What You Lose is What You Leak: Information Leakage in Declassification Policies

This paper suggests the following approach for checking whether a program satisfies an information flow policy that may declassify secret information: (a) Compute a finite abstract domain that over-approximates the information released by the policy and (b) Check whether program execution may release more information than what is permitted by the policy by completing the finite abstract domain wrt. weakest liberal preconditions. Moreover, techniques based on the Paige-Tarjan algorithm for partition refinement can be used to generate counterexamples to a declassification policy: the counterexamples demonstrate that more information is released by the program than what the policy permits.
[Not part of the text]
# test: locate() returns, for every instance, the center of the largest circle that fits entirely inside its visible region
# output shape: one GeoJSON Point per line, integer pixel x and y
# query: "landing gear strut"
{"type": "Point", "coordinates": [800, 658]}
Subsequently the policy can be refined so that the least amount of confidential information necessary for making the program secure is declassified.

Transforming Abstract Interpretations by Abstract Interpretation

In this paper we exploit abstract interpretation for transforming abstract domains and semantics. The driving force in both transformations is making domains and semantics, i.e. abstract interpretations themselves, complete, namely precise, for some given observation. We prove that a common geometric pattern is shared by all these transformations, both at the domain and semantic level. This pattern is based on the notion residuated closures, which in our case can be viewed as an instance of abstract interpretation. We consider these operations in the context of language-based security, and show how domain and semantic transformations model security policies and attackers, opening new perspectives in the model of information flow in programming languages.

Modelling declassification policies using abstract domain completeness

This paper explores a three dimensional characterisation of a declassification-based non-interference policy and its consequences. Two of the dimensions consist of specifying: (a) the power of the attacker, that is, what public information a program has that an attacker can observe; and (b) what secret information a program has that needs to be protected. Both these dimensions are regulated by the third dimension: (c) the choice of program semantics, for example, trace semantics or denotational semantics, or any semantics in Cousots semantics hierarchy. To check whether a program satisfies a non-interference policy, one can compute an abstract domain that over-approximates the information released by the policy and then check whether program execution can release more information than permitted by the policy. Counterexamples to a policy can be generated by using a variant of the Paige-Tarjan algorithm for partition refinement. Given the counterexamples, the policy can be refined so that the least amount of confidential information required for making the program secure is declassified.

Proving Abstract Non-interference

In this paper we introduce a compositional proof-system for certifying abstract non-interference in programming languages. Certifying abstract non-interference means proving that no unauthorized flow of information is observable by the attacker from confidential to public data. The properties of the computation that an attacker may observe are specified as an abstract domain. Assertions specify the secrecy of a program relatively to the given attacker and the proof-system specifies how these assertions can be composed in a syntax-directed a la Hoare deduction of secrecy. We prove that the proof-system is sound relatively to the standard semantics of an imperative programming language. This provides a sound proof-system for both certifying secrecy in language-based security and deriving attackers which do not violate secrecy inductively on program’s syntax.